"I DON'T SEE THAT AS THE METAPHOR... I THOUGHT IT WAS A SOCIO-POLITICAL STATEMENT"
In an interview with The Independent's Kaleem Aftab, Al Pacino discusses what Scarface is about, as he sees it. Here's the excerpt:
The greatness of his performances mean that sometimes the roles that he has played have taken on lives of their own. This has never been as true as with Scarface, in which he played the Cuban immigrant turned drug baron Tony Montana. The character and the life he lived have become a go-to for criminals, and lauded by a plethora of gangsta-rappers. The rags-to-riches story has been used to glorify violence. Does Pacino feel that his film has impacted culture in a negative way?“Well I don’t know what to say about that, I don’t know.” But his moment without an opinion is short-lived.

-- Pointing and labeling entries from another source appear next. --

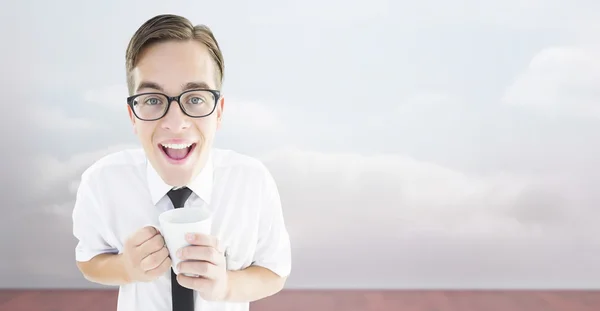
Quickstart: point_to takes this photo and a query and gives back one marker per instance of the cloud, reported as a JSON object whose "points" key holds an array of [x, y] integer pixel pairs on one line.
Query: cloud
{"points": [[559, 80], [396, 195], [393, 207], [251, 116], [111, 97], [58, 180], [54, 119]]}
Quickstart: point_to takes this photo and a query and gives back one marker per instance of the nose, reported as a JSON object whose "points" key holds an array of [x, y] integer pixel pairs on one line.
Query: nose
{"points": [[175, 120]]}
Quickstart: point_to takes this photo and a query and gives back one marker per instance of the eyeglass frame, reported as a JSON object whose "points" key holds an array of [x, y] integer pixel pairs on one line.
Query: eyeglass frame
{"points": [[170, 99]]}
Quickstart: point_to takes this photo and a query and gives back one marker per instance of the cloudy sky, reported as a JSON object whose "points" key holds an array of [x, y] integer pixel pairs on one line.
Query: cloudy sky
{"points": [[433, 144]]}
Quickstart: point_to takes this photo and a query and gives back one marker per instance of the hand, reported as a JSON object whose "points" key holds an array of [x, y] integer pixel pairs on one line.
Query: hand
{"points": [[145, 255], [203, 258]]}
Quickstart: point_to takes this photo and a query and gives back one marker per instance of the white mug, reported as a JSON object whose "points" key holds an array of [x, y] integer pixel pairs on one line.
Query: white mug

“I look at Scarface and I don’t see that as the metaphor. I see what Brian De Palma was talking about when we made it. It was the crazy Eighties, the decade of avarice, greed and introducing that into the world; greed is good and the whole thing from Gecko in Wall Street. I thought it was a very socio-political statement, which is why rappers took to it. Hip-hop people were so buoyed up on Scarface. I know a lot of people who don’t deal drugs who are inspired by it. It’s about a kind of ingenuity, suddenly coming from the bottom and rising, which is why the original was so inspiring for me. There is something else too that seems to trigger off a certain thing, and that is this sense of his ideals as an outsider.”